Les académies de coiffure de Lausanne ont été parmi les premiers clients séduits. «Chaque jour, nous produisons une grande quantité de déchets. Cela revient cher, car nous n’avons pas toujours la possibilité d’aller à la déchetterie. Cette initiative tombait à pic, témoigne leur directeur Jérôme Desloges. De plus, valoriser les cheveux permet de sensibiliser nos élèves au développement durable, ce qui donne une autre dimension au métier.» Recup’hair récolte environ une tonne mensuellement, soit l’équivalent de 100’000 coupes homme. Cette matière est d’abord entreposée pendant trois mois afin d’écarter tout risque de parasite comme les poux, puis est transformée à Moudon (VD), dans l’une des usines de Papirec.

À la machine à tisser

Mais à quoi peuvent bien servir les cheveux? «Ils ont un grand pouvoir d’absorption des matières grasses, tout en ne retenant pas l’eau. Un kilo peut stocker environ huit litres d’huile. C’est génial! s’exclament Thomas Leu, directeur de l’entreprise, et Grégory Guenbour, directeur de la succursale. Sans compter que cette matière est imputrescible, c’est-à-dire qu’elle ne se dégrade pas, ou très peu, avec le temps.» Ainsi, des tapis absorbants ont pu être conçus, destinés aux garagistes, collectionneurs de vieilles voitures, bricoleurs, dépanneurs agricoles ou paysans, à placer sous un véhicule en cas de fuite. «C’est une alternative efficace, naturelle et locale au tapis synthétique. Mais surtout, c’est un exemple inédit d’économie circulaire en circuit court.»

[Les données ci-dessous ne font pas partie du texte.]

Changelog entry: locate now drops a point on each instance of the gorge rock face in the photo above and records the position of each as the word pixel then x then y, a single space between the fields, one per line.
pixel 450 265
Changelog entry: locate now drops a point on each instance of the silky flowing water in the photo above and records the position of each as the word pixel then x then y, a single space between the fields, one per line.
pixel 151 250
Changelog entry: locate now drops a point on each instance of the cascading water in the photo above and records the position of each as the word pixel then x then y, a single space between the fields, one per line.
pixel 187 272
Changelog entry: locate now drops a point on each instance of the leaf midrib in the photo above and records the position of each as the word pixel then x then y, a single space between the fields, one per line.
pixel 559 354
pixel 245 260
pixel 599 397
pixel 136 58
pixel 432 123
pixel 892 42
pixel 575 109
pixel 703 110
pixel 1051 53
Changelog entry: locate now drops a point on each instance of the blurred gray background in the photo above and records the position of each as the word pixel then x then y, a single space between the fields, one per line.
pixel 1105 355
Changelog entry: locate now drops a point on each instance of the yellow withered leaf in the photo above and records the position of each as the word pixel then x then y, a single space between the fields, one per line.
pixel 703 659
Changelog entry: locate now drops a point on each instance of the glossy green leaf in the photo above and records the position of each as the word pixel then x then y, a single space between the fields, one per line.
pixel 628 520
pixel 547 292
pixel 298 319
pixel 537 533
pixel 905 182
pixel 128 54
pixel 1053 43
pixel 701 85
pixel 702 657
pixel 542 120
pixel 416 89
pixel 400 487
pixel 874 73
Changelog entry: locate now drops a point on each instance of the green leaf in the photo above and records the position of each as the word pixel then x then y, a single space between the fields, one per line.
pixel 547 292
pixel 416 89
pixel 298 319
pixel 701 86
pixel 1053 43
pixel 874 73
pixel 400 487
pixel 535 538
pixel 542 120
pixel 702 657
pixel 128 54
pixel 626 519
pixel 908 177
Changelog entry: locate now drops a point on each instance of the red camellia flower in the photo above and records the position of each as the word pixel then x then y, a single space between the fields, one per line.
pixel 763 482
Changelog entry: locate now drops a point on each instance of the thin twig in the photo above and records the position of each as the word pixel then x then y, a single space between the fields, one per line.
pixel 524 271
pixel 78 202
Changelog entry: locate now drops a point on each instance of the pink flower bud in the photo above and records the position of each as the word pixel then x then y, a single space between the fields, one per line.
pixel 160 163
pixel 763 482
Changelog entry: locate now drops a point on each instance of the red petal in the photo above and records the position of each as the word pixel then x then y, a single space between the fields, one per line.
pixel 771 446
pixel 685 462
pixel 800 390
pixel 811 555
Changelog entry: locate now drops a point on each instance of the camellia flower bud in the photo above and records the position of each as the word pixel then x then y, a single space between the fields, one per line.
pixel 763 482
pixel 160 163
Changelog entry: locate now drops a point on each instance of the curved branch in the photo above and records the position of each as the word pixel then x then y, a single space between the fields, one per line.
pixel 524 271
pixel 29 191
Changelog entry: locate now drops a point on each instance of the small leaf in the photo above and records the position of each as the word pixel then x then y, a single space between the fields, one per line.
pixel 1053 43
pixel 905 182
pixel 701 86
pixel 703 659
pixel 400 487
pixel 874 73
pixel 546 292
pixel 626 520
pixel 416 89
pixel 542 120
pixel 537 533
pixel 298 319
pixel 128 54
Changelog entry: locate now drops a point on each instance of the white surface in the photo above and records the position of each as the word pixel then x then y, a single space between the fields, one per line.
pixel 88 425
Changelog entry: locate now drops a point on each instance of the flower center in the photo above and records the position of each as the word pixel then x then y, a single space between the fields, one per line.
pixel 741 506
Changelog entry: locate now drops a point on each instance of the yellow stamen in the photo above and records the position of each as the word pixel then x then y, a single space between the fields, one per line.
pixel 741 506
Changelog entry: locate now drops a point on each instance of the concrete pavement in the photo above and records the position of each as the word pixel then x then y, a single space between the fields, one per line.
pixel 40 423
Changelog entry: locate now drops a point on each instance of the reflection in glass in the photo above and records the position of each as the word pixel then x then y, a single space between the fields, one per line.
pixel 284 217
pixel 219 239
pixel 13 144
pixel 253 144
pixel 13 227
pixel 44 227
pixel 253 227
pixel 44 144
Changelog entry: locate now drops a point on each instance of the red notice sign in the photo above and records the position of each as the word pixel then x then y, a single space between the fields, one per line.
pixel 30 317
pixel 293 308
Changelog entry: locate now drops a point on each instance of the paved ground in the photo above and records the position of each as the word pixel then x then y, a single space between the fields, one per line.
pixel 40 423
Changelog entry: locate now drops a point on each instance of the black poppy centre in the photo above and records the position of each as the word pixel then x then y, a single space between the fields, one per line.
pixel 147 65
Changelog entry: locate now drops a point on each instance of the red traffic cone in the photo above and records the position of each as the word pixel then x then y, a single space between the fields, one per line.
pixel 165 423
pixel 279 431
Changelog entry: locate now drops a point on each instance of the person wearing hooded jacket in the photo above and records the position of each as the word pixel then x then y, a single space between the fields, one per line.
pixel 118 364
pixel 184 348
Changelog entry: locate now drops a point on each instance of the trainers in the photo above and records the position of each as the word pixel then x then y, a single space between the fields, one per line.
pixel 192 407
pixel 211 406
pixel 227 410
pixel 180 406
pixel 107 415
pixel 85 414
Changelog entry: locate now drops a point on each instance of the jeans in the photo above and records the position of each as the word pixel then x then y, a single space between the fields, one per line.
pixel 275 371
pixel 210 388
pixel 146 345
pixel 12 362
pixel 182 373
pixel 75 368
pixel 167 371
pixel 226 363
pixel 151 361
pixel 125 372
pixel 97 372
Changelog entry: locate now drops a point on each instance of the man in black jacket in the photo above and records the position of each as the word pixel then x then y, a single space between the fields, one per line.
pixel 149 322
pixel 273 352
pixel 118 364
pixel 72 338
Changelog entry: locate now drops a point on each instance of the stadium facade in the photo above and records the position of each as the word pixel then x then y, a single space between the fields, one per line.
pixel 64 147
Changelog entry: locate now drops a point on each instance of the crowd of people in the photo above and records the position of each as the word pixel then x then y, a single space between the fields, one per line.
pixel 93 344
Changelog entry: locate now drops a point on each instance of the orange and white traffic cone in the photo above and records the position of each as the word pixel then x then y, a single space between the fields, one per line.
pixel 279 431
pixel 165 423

Commercialisé depuis un an, ce produit est fabriqué sur place. Pour ce faire, un employé trie les cheveux à la main et dépose les plus longs sur une plaque, avant de les passer dans une machine à tisser. «Nous avons reçu cette technologie d’une ONG californienne spécialisée dans le domaine», précisent les entrepreneurs. En ressort une prénatte très fine, qui est ensuite repliée sur elle-même et rembourrée avec des cheveux courts.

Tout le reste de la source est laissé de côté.